Octopus Monitoring

GangaOctopus is currently not working

Please not that at the present time (Sep. 2009) GangaOctopus is not functional. We keep the documentation below for reference, but please do not try to use it. Other solutions will hopefully be available in the near future.

Introduction

The octopus monitoring service allows you to peek into files within the sandbox of a running job, like the standard output or stderr, but also accumulating log files. It works via an Octopus server to which the job as well as your local client need to connect. The job-wrapper then can send requested information via the Octopus server to the client. The Octopus server can serve many thousands of concurrent data streams concurrently. Your local client and your job rendezvous via a 64bit channel number that is generated randomly when you submit the job and which is sent with the job to the worker node. The current (4.4.1) Ganga implementation does not provide any encryption of the data you send via the monitoring service, however and attacker will need to guess the right channel number.

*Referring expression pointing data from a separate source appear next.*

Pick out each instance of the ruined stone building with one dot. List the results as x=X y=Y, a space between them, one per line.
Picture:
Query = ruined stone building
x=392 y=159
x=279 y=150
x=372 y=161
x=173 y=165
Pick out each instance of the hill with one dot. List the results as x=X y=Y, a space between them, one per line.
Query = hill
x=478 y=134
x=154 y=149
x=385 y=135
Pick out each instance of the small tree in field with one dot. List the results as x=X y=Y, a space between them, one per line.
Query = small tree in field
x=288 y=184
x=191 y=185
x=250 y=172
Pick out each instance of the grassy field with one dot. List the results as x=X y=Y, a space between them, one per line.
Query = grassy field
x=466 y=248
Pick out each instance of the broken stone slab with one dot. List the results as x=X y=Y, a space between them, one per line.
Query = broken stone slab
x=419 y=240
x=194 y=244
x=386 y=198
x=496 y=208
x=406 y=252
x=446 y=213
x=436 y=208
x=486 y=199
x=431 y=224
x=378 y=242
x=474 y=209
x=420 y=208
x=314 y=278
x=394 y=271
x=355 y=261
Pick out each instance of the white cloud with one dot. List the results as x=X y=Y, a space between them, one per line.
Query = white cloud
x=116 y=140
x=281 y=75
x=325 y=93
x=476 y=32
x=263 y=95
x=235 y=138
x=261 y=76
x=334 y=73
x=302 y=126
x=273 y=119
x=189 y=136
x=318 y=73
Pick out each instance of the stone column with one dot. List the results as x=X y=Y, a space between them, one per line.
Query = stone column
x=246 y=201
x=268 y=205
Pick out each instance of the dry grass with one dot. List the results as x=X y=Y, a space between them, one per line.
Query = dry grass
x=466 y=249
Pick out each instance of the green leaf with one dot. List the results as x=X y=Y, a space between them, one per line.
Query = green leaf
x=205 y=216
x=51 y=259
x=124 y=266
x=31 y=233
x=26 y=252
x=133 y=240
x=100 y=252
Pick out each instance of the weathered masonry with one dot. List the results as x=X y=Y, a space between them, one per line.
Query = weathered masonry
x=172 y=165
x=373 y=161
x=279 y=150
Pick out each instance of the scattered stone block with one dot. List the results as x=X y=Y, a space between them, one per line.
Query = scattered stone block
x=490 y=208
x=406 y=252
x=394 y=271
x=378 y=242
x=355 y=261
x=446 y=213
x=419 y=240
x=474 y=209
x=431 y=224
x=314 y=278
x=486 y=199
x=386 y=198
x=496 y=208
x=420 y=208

The Octopus service can buffer some amount (default: 150KB) of output internally, so that your local client can connect to the Octopus server also after the job has started to run, and you will see always be able to read at least this buffered amount of output. The service also leaves the channel open for some (default: 15) minutes so that a job that quickly crashes can be looked at post-mortem. The pre-production phase is intended to figure out optimal values for the buffering time and the size of the buffer.

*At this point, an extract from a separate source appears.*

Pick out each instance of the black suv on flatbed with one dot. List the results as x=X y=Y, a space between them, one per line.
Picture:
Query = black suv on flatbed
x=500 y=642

The intention is to set up one dedicated Octopus service for Atlas and another one for LHCb. For now only a development server is available.

How to use the service

During the current preproduction phase you need to point Ganga manually to the right Octopus server, in the future this could be done in the experiment or application settings. Before starting Ganga you need to set the following environment variable:
export GANGA_OCTOPUS_SERVER=ganga-o.cern.ch

There is also an environment variable to set the port number, but the default (8882) is usually sufficient. This variable is called GANGA_OCTOPUS_PORT.

To enable the Octopus monitoring in the job-wrapper, you need to set in .gangarc:

[MonitoringServices]
Executable/* = Ganga.Lib.MonitoringServices.Octopus.OctopusMS
or
[MonitoringServices]
Executable/LCG = Ganga.Lib.MonitoringServices.Octopus.OctopusMS

Now you can start Ganga. After submitting the job, there are two ways to remotely read a file, via the external oreader.py tool and from within Ganga. The oreader is located under install/ganga/python/Ganga/Lib/MonitoringServices/Octopus and started as

oreader <channel-id> [file in sandbox]
The default file read remotely is stdout. The reader will contact the Octopus server and wait for output into the requested file. It terminates when everything has been read and the job has finished. The channel number is printed by the job handler when the job is started and must be manually copied and pasted. This is a temporary solution.

The second method is an extension of the peek command written by Hung-Chung:

How to use the service with an Athena job

Before starting Ganga set the environment variable:

export GANGA_OCTOPUS_SERVER=ganga-o.cern.ch

After starting Ganga add the Octopus monitoring plugin to the global configuration of the Athena MonitoringService with:

config['MonitoringServices']['Athena/LCG']='Ganga.Lib.MonitoringServices.ARDADashboard.LCG.ARDADashboardLCGAthena.ARDADashboardLCGAthena, Ganga.Lib.MonitoringServices.Octopus.OctopusMS'

Submit your jobs as usual.

Peeking the stdout of a running job on LCG

The peek() method of LCG handler is implemented as an alternative client of Octopus monitoring service, allowing users to peek job's standard output when the job is running on a remote worker node. To enable this feature, the configuration steps described above should be followed.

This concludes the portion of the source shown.